Coding for Efficient and Robust Storage
- Author(s): Zorgui, Marwen
- Advisor(s): Wang, Zhiying
- et al.
Driven by the growth of data-centric applications, efficient data storage and retrieval has become crucial for modern service providers. Storage systems are becoming increasingly complex, in response to the various challenges rising from the different layers of storage systems. This dissertation aims at designing novel data coding techniques improving device-level reliability and reducing storage and communication costs at the system level.
We consider the repair problem in distributed storage systems (DSSs), which refers to the process of regenerating the content of inaccessible or failed nodes. Repairing failures is necessary to maintain a desired level of fault-tolerance in DSSs. Specifically, we consider the repair problem of multiple erasures in a centralized manner. Using information-theoretic tools, we derive fundamental limits for the problem. Our analysis exhibits a fundamental tradeoff between the storage overhead required for reliability and the amount of data being transferred during repair. Accordingly, we propose several data coding techniques operating at various points of the tradeoff, with provable optimality for certain configurations.

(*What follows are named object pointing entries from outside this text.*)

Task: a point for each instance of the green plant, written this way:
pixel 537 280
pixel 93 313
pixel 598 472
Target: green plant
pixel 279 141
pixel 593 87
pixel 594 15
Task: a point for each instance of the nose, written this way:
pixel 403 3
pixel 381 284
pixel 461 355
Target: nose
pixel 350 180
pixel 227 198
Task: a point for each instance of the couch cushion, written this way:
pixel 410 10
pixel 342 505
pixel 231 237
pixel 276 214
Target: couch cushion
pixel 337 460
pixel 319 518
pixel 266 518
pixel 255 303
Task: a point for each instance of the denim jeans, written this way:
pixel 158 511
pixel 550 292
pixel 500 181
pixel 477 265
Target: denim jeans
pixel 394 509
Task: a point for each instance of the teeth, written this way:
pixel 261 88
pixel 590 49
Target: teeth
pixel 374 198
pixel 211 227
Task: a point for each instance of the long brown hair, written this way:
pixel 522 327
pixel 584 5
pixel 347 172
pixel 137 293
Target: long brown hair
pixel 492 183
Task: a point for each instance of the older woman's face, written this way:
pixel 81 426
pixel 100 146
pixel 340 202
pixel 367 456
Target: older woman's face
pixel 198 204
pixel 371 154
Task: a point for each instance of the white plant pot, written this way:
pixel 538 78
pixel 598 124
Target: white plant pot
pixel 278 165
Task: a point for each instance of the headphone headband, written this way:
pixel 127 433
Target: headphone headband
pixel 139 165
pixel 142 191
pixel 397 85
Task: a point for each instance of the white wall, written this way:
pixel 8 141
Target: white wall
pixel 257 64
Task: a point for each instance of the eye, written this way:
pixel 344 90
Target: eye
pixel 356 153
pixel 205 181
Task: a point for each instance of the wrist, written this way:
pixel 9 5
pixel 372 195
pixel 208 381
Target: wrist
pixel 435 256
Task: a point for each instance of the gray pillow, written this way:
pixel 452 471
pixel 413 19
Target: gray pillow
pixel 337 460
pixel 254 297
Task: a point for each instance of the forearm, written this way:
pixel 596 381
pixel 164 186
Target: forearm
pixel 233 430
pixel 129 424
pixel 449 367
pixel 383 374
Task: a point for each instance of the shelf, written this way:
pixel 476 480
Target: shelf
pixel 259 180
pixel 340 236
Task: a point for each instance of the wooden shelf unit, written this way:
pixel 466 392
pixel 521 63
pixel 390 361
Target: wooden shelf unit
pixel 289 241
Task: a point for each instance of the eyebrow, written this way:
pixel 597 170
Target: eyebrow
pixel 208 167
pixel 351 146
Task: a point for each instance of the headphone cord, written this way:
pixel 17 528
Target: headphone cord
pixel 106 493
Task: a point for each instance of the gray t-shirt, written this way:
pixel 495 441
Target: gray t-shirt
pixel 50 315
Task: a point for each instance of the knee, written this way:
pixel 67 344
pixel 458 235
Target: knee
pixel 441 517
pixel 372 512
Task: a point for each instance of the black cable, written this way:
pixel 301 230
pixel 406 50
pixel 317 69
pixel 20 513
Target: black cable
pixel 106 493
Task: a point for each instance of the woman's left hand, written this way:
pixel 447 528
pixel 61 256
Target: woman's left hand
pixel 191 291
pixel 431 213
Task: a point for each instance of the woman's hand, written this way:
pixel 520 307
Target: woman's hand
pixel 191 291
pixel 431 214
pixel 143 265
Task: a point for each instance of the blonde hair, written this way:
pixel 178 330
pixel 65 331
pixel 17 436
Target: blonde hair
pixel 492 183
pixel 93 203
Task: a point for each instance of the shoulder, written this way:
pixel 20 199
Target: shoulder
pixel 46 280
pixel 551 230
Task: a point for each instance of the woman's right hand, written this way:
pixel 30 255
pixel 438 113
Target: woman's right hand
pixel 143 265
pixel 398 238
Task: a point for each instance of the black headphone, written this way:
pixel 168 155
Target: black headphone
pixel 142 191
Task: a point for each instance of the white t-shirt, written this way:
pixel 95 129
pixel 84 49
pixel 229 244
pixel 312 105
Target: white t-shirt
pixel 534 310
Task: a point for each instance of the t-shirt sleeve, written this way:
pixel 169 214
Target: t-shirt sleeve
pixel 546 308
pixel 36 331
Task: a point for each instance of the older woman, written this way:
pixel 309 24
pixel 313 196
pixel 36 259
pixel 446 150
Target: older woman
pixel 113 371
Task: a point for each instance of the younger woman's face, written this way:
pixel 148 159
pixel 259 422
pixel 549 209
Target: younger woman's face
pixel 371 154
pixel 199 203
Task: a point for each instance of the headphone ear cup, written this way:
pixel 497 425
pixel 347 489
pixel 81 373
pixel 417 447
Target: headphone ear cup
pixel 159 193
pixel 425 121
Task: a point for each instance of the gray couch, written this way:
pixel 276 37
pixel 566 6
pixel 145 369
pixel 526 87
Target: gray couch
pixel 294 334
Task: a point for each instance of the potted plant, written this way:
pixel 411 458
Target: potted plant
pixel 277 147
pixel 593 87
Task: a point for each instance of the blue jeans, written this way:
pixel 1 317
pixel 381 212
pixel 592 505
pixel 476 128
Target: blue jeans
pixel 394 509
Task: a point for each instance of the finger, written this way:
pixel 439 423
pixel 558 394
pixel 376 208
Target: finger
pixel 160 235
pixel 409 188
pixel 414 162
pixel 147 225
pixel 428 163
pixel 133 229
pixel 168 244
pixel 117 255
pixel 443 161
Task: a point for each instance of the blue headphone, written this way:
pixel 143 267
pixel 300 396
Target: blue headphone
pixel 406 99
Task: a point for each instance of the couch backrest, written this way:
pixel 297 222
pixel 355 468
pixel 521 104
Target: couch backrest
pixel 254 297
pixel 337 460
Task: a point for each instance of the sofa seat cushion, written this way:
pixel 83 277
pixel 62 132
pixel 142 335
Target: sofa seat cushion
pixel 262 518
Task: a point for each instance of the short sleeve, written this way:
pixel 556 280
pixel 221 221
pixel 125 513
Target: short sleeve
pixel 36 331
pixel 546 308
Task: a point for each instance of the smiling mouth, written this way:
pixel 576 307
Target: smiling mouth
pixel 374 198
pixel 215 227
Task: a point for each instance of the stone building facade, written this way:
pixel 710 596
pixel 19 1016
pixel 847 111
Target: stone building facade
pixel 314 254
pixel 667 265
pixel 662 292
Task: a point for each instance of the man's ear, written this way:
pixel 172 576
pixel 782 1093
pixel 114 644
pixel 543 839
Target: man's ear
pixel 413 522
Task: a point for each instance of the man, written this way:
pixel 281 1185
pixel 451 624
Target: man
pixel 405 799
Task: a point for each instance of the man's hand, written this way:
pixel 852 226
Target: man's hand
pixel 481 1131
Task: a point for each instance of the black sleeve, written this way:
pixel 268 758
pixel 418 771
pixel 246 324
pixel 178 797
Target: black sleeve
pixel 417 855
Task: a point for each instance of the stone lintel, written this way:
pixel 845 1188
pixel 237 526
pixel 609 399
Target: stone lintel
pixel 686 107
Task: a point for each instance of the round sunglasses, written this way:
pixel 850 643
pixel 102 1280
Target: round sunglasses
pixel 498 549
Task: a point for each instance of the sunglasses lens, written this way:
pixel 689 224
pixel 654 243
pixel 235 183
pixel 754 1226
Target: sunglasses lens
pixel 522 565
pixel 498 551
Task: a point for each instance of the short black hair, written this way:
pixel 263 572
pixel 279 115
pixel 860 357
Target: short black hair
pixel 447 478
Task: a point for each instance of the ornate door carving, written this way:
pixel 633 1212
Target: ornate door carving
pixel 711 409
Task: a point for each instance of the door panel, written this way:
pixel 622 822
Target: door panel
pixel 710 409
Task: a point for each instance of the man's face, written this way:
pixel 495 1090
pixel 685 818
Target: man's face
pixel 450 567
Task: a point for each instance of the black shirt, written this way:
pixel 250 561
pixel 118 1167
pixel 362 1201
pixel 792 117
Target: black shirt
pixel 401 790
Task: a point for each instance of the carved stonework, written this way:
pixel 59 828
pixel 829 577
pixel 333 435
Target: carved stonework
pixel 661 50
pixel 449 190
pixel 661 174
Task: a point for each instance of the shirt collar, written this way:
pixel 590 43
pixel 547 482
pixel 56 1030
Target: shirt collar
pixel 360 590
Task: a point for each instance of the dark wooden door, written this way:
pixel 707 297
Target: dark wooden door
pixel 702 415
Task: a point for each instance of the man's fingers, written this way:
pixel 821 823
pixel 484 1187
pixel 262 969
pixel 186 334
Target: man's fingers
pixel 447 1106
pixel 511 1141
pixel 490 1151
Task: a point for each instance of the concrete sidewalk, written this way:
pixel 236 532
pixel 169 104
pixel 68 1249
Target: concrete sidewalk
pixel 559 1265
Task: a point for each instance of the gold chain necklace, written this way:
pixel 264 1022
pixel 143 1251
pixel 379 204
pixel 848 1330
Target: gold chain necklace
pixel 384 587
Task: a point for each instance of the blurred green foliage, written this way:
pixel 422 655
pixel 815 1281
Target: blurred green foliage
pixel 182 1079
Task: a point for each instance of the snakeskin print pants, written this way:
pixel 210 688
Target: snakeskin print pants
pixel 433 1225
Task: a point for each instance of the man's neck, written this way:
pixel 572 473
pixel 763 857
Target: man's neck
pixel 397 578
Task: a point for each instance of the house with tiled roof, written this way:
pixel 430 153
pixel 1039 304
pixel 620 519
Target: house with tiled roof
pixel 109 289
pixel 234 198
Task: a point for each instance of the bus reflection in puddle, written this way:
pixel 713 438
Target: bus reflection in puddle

A standard assumption in coding theory for distributed storage is that messages are static, and write and read operations are completed instantaneously for every non-failed storage node. In this work, we study the fundamental problem of storing evolving information in distributed networks from a coding-theoretic perspective.
Specifically, we study the design of storage-efficient algorithms for emulating atomic shared memory over an asynchronous, distributed message-passing system, a fundamental question in the field of distributed algorithms, as well as a ubiquitous problem in distributed computing applications. We propose new erasure-code based algorithms and compare their merits to existing ones. In particular, our algorithms feature a parameter v that allows a system designer to trade off between the storage size and liveness of read operations, while guaranteeing the strictest consistency requirement, atomicity.
Finally, we consider the device level and study the reliability of resistive memories (RRAMs). RRAMs are a promising non-volatile memory technology with high storage densities. However, the readout reliability of RRAMs is impaired due to the sneak path problem. In crossbar arrays, sneak paths cause different reliability levels across array cells. Motivated by this problem, we study the framework of polar coding over channels with different reliability levels, and we propose a coding technique improving its bit error rate (BER) performance. We then apply our framework to the crossbar array and demonstrate a significant reduction in BER.